Sin embargo, la propuesta que se llevó al Municipal de Santiago dejó demasiadas interrogantes que difícilmente pueden ser todas dilucidadas, y en ella la forma venció al fondo: la hermosura visual fue el gran imán del montaje, y la dupla compuesta por el coreógrafo Eduardo Yedro y el director y compositor José Luis Domínguez trajo una mirada sombría y cinematográfica a la novela, con cuadros de belleza dancística. También hubo otros que prescindieron del ballet para dar paso al teatro, y, finalmente, rayaron en el musical. No obstante, la narración es poco sustanciosa, con algunos vacíos y ciertos personajes no reconocibles. Si no se ha leído el libro o el programa del teatro, puede ser todo muy confuso.

En lo formal, la escenografía y la iluminación seducen por su nitidez y limpieza, con pocos elementos que se convierten en símbolos, de los que no siempre queda claro su significado (la gran cala o la piedra flotante); o con árboles frutales tipo palmeras y figuras pintorescas que remontan a otro país, y con obviedades como las manecillas de un reloj que giran rápidamente para dar cuenta del paso del tiempo. El vestuario destaca al caracterizar a la clase social, aún más evidente tras el Golpe militar, donde por medio del color del ropaje -negro o verde- se descifra cada bando.
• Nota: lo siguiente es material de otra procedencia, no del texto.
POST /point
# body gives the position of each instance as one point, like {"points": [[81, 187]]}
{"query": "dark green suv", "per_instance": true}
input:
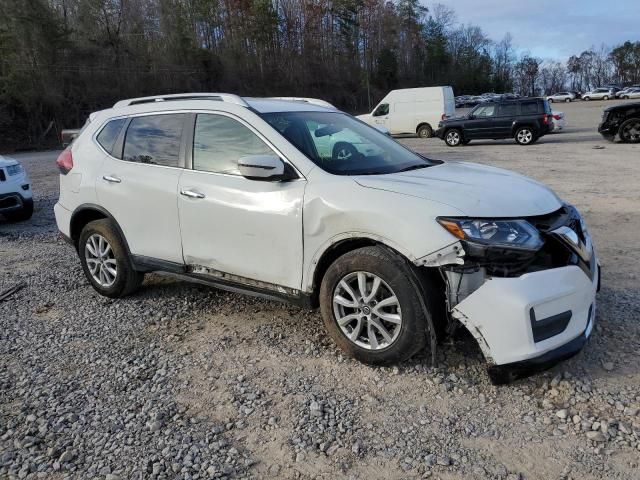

Mientras Alba, la nieta de Trueba, luce ambos colores en su cabello.

En este contexto, y siguiendo la forma con poca materia, Yedro, que le da total preponderancia al rol de Esteban Trueba, crea, a través de gestos y movimientos más contemporáneos que clásicos, algunos cuadros lucidos ya sea por su romanticismo (como el de Blanca y Pedro), por el horror (por ejemplo, la escena de los detenidos), por el ímpetu de la violación, por el imaginario de los espíritus que parecen almas en desgracia o los fantasmas de los familiares, además de logrados trabajos grupales.

A la par de la coreografía va la tensa partitura compuesta por Domínguez -y que él mismo dirige frente a la Filarmónica-, que ofrece páginas llenas de reminiscencias de diversos autores, con fuertes guiños estadounidenses, y una mezcla de estilos. Su creación se acerca más a una banda sonora, a la que aplica muchos clímax y algunos leitmotiv identificables, y donde se hace más evidente una atmósfera terrorífica con pocos respiros, acorde con también a la visión de Yedro.

Tema aparte fue la impecable participación del Ballet de Santiago y sus solistas. Cada uno de los numerosos intérpretes, encabezados por un recio Cristopher Montenegro como Esteban Trueba y una dulce Romina Contreras como Clara, trajo a sus personajes seguridad y fortalezas dancísticas que dieron cuenta de su compenetración en sus respectivos roles. Mientras, el cuerpo de baile lució compenetrado y afiatado.